Deep Recession and Risk of Solvency of the Public Debt

BRAZIL ECONOMICS - Forecast 22 Feb 2016 by Affonso Pastore, Cristina Pinotti, Marcelo Gazzano and Caio Carbone

Brazil is suffering its worst recession in the past 35 years. GDP in 2015 fell by about 4%, and will probably contract by 4.2% in 2016. Investments next year will also fall 10%, along with further contraction of household consumption, by around 3%. The average unemployment rate in 2016 should be 12%, while the year end jobless rate should reach 13%. Industrial production will also drop again, by around 6%.

The behavior of the external accounts is the only positive factor of the current crisis. The trade surpluses have been growing strongly, and should reach US$ 40 billion in 2016, with the current account deficit falling to US$ 15 billion, or 1% of GDP. In 2017 the current accounts will reach equilibrium. A decline of similar magnitude in the total capital inflows (FDI plus portfolio) will keep the balance of payments near zero.

The behavior of the risk perceptions (CDS quotations) and exchange rate is not connected to the balance of payments, but instead to the terrible fiscal picture. We project two more years of primary deficits, of 2% in both 2016 and 2017. Together with the recession, this will push the public debt to 78% of GDP in 2016 and almost 90% in 2017. Given the government’s political weakness, it will be very hard to reverse this situation.

For 2016 we project inflation of 8.5%, which should decline to 7% in 2017, still above the upper limit of the target interval. We also project the SELIC rate will remain constant at 14.25% a year.

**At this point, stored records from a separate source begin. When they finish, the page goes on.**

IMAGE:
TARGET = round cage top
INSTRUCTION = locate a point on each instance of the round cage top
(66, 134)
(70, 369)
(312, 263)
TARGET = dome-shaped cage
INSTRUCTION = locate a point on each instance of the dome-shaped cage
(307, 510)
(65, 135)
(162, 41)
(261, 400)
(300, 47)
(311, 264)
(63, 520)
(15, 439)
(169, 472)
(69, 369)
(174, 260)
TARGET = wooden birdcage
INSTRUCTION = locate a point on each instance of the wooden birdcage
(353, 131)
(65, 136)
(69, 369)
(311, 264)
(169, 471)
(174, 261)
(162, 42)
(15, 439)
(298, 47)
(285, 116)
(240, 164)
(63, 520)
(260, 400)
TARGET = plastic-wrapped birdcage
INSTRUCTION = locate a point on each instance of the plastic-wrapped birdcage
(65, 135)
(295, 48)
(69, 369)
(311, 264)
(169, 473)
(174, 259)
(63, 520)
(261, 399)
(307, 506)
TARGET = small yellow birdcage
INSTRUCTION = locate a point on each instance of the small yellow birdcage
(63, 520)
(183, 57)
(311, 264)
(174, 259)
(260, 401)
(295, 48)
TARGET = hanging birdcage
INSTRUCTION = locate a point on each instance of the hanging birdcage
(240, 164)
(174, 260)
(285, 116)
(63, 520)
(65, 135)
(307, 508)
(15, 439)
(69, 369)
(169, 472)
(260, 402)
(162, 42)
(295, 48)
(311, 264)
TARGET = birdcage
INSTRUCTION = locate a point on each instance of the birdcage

We reiterate that the government is politically feeble and unable to win congressional approval of a reform agenda that could reverse the fiscal picture, leading to the perspective that putting the debt/GDP ratio back on a downward path will only be possible in the more distant future. There also is no outlook for renewed growth anytime soon. The worsening economy, with explosive growth of the debt and unemployment heading towards 13% or higher, will tend to worsen the political scenario, generating a vicious circle and aggravating uncertainty.